The individual’s mental state improved considerably during his admission. His thought and speech disorders were ameliorated, although still noticeable in a prolonged conversation. Perceptual abnormalities were no longer noted, although he continued to experience paranoid delusions to a lower degree. He started to engage in art activities, showing some talent in this area, and retained a calm demeanour for increasing periods of time. He gained partial insight, identifying the need for medications and follow-up. His weight increased slightly (from a BMI of 28.7 to 28.9) and his smoking was reduced by half.

After 5 months of treatment, the individual’s psychotic symptoms were significantly reduced and glycaemic control was stable. He was discharged from hospital, with his care taken over by his local mental health team; his diabetes care was managed by his general practitioner with specialist input from the endocrinologists.

Discussion

This case supports the existence of a direct mechanism by which clozapine may alter the glycaemic control pathways. Our patient developed rapid loss of glycaemic control within days of starting the medication, meaning it was unlikely to be caused by intermediate factors such as increased appetite, weight gain or insulin resistance. He was not taking any other medication likely to cause hyperglycaemia. Clozapine produced a linear dose-related increase in glycaemic levels during the first 2 months of treatment, which from 400 mg onwards seemed to reach a plateau. Although there is an apparent dose-dependence, treatment duration-dependence as a contributing factor cannot be excluded.

Given the lack of any effective symptom management with other antipsychotic medication and the complexity of the clinical presentation, it was decided to continue clozapine, but to manage the hyperglycaemia while continuing with the medication.

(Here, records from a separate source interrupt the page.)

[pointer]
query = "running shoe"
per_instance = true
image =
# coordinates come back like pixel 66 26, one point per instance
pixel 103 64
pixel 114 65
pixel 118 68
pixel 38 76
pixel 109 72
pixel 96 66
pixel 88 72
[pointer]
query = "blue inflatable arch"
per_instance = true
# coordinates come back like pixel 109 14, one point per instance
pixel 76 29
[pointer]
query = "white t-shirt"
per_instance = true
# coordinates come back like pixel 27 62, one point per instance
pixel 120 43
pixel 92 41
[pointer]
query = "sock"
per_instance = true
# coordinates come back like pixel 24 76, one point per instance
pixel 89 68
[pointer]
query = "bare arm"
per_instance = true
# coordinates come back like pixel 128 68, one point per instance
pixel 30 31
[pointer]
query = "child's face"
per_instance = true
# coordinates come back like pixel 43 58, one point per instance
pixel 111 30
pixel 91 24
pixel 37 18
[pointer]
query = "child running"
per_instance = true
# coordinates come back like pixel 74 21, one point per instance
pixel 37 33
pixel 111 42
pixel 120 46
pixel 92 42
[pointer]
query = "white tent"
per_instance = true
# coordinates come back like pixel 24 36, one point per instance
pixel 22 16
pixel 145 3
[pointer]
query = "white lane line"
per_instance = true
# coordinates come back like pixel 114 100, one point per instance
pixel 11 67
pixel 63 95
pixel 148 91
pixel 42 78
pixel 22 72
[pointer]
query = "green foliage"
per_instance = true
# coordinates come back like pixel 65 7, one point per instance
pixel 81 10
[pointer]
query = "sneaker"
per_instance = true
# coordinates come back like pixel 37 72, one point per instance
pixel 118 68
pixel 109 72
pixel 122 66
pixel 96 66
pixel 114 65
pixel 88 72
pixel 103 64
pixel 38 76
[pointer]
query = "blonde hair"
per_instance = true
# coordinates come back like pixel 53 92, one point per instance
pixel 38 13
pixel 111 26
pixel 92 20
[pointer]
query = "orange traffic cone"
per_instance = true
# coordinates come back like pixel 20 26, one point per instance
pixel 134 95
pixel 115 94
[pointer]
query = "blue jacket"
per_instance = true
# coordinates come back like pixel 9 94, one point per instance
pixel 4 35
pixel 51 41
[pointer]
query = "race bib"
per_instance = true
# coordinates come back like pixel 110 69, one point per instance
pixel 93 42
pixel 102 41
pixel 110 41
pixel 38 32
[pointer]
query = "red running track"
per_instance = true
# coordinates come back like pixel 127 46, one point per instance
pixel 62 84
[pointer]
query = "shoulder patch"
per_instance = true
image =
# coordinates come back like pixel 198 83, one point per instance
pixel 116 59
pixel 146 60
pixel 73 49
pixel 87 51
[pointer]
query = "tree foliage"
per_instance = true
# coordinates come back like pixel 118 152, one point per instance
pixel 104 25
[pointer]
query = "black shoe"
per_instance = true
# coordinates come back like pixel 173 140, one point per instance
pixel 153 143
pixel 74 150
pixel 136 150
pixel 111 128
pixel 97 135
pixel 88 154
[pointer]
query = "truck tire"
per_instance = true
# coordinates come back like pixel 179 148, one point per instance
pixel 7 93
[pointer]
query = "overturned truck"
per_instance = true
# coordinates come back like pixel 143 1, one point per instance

To do this, we followed the Maudsley prescribing guidelines’ recommendations for treatment of antipsychotic-related diabetes. Of equal importance was the collaboration with a clinical pharmacist specialising in mental health and with endocrinologists, who oversaw the individual’s treatment. This approach requires vigorous baseline and follow-up monitoring of glucose levels and HbA1c values, slower clozapine titration schedule, and full control of glycaemic levels before every dose increase of clozapine.

Clinicians should also monitor weight gain and lipid levels, as well as considering other potential risk factors for diabetes; one such factor being African ethnicity, which some studies suggest is associated with a higher risk of diabetes mellitus. There are several pharmacological treatment options for diabetes mellitus; in this case, we used insulin and long-acting exenatide – a recently introduced glucagon-like peptide-1 (GLP-1) agonist that requires a weekly injection – added to his existing metformin. The reason for using exenatide is based on recent research, which suggests that hyposecretion of incretin hormone GLP-1 may partially account for the rapid diabetogenic effect of clozapine.

Clearly, it may still be necessary to discontinue clozapine in the event of a severe diabetes mellitus complication, such as ketoacidosis.

Our case illustrates the successful management of insulin dependence in an individual with refractory schizophrenia and diabetes mellitus previously controlled by metformin. In people with refractory schizophrenia, the effectiveness of clozapine must be balanced against the risks posed by side-effects. In such cases, a personalised plan is required to support the aggressive treatment of the iatrogenic side-effects while continuing clozapine treatment.